Frances, his wife, is the daughter of Elvira Crouse who grew up across the meadow and creek from Jr. They grew up in the same church, Liberty Baptist, went to Whitehead School, knew each other all their lives, and live maybe a half mile apart now. These people are proof that mountain people aint ignernt. I recall my grandmother's viewing in Kansas City I think 1989. It was like a big crowd of people talking as loud and fast as they could talk, a great big talk fest of people talking over each other full tilt. I was sitting with my head down. A great uncle I'd not seen since I was probably 8 sat beside me. I was half in tears. I said, I'd guess everybody in this place believes the people I live among in the Blue Ridge Mountains aint nothin but a bunch of ignernt, illiterate, toothless, inbred, Beverly Hillbillies, and look down on them like not worth notice. But one thing about them hillbillies, I said, is they know respect. There is no respect in this place. He was right there with me. I said, They aint no hillbilly with this little respect.
Later in the day talking with Vonda, Jr's niece by his real wife Lois, a Lowe from Low Gap, we were talking about the preponderance of urban people around now. I told her I left the city to get away from city people, and it's the mountain people God sent me to live among, not because he wanted me to be a missionary to them of how to live better like city people, but to learn from them, learn how to live life with real integrity, learn how to appreciate other people, learn how to be a true human being. I have city friends, though I feel something special in the heart when I'm among mountain people, even if they're the kind of people in court every week, felons who have done time, the most devout God loving Baptist people there are, everything in between. The thread I find that runs through all mountain people, and this probably goes from Alabama hills on up to Maine, is respect. It's what mountain people have a hard time with when they live outside the mountains. They come back saying there's no respect out there. I believe respect is the invisible barrier between mountain people and the suburbanites coming here from cities, simple respect.
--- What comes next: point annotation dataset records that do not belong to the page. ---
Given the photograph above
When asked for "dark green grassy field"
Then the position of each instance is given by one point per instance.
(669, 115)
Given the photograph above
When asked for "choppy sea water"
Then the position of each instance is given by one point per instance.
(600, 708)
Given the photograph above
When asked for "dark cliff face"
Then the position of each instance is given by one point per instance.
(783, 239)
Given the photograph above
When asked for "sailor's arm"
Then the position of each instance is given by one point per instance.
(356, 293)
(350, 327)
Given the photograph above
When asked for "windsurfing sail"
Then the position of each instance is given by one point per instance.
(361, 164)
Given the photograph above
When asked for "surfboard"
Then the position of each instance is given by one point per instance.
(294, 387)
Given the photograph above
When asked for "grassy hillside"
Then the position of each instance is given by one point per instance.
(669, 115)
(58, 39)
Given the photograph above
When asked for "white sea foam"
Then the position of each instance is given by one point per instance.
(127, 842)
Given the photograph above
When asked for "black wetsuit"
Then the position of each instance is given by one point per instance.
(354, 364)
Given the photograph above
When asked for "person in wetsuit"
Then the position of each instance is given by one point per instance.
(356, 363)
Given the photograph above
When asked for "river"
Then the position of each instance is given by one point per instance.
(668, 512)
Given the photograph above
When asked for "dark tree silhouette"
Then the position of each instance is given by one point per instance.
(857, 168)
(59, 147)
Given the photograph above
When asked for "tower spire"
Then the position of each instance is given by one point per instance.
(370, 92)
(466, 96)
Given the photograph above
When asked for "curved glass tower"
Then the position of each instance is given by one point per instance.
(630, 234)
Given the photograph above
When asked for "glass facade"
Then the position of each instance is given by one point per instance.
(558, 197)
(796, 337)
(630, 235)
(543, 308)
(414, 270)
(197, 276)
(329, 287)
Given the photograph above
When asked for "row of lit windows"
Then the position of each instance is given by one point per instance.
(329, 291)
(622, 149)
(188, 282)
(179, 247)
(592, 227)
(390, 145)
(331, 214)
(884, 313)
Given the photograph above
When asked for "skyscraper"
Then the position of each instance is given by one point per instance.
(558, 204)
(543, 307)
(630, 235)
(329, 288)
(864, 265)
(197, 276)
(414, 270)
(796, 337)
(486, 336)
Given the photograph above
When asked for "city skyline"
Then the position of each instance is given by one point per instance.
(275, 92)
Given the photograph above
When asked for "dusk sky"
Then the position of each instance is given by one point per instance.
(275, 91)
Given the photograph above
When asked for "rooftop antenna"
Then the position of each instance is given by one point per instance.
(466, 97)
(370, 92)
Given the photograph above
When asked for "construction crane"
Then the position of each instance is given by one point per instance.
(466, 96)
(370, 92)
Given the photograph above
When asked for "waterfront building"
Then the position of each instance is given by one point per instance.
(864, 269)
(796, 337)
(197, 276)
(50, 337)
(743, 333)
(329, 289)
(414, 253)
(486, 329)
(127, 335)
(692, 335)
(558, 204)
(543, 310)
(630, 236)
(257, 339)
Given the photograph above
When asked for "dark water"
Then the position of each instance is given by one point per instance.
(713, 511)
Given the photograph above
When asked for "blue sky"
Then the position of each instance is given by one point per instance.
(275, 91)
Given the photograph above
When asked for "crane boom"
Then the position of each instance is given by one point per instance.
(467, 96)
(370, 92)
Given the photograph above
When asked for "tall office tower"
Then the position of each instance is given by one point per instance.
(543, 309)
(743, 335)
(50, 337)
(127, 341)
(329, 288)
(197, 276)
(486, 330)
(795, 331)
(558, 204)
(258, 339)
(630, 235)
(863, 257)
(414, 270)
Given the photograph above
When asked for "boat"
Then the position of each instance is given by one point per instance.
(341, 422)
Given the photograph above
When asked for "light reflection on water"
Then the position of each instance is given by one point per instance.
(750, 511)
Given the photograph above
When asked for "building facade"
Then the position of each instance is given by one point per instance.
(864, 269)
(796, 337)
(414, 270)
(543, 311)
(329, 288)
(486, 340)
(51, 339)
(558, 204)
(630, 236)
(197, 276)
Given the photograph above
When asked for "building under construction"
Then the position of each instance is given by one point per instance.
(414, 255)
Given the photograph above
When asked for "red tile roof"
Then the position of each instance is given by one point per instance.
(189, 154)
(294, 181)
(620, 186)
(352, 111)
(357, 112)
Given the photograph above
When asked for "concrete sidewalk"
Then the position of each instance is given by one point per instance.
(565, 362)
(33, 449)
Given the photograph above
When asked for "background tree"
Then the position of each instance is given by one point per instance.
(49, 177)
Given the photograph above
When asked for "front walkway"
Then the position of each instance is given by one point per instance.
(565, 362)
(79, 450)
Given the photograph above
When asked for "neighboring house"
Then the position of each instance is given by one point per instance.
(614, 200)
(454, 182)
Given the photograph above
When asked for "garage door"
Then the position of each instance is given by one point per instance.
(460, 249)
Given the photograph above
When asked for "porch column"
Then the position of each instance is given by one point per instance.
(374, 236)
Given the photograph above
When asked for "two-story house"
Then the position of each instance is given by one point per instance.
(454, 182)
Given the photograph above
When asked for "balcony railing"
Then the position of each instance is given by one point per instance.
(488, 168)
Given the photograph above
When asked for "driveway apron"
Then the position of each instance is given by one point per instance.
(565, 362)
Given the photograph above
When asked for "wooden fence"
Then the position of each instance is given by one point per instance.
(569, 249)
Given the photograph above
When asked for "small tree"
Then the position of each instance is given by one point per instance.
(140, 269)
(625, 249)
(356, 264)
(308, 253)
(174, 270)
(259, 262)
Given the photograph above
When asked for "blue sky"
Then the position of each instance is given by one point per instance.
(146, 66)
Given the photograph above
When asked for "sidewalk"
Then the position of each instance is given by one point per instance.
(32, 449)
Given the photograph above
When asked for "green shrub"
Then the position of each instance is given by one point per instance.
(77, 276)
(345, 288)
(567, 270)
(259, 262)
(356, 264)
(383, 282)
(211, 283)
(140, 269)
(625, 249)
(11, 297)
I couldn't thank Richard enough this morning for coming to see Jr and he couldn't thank me enough for calling him. As he was going out the door, I thought, a truly honorable man. There are many in these mountains. I don't mean to say it's 100% by any means, but it's a rule of thumb. Like when I met my 4th cousin, Keith Worthington, in his 70s living in Oskaloosa KS, and saw he was of these mountains. He didn't even know we came out of Tennessee. But with Keith it was like being right here in Whitehead. He was a man who'd worked hard, partied hard, fought hard, lived hard, and had in him that mountain respect. We had a beer 10 in the morning and I sat gratified to find I have kin who have that respect in them. I felt like we connected right away when we shook hands. I was with his brother Eldon, another man whose grandparents came out of these mountains; he still had mountain in him too.
I think of Jr's fiddlers convention winning tune, Home Sweet Home played bluegrass style. I've felt happy all day over Richard coming to see Jr, and a little later Johnny Miller and his boy Walter came by to see Jr again. I was happy Jr was receiving all this love, Vonda here too, whether he knew 10 seconds later who it was, or even if he didn't know who it was at the time. His conscious mind isn't working any more. But the subconscious mind is still functioning and his soul is still there. He knows down below the conscious mind who it is and the love feeling he's receiving and giving.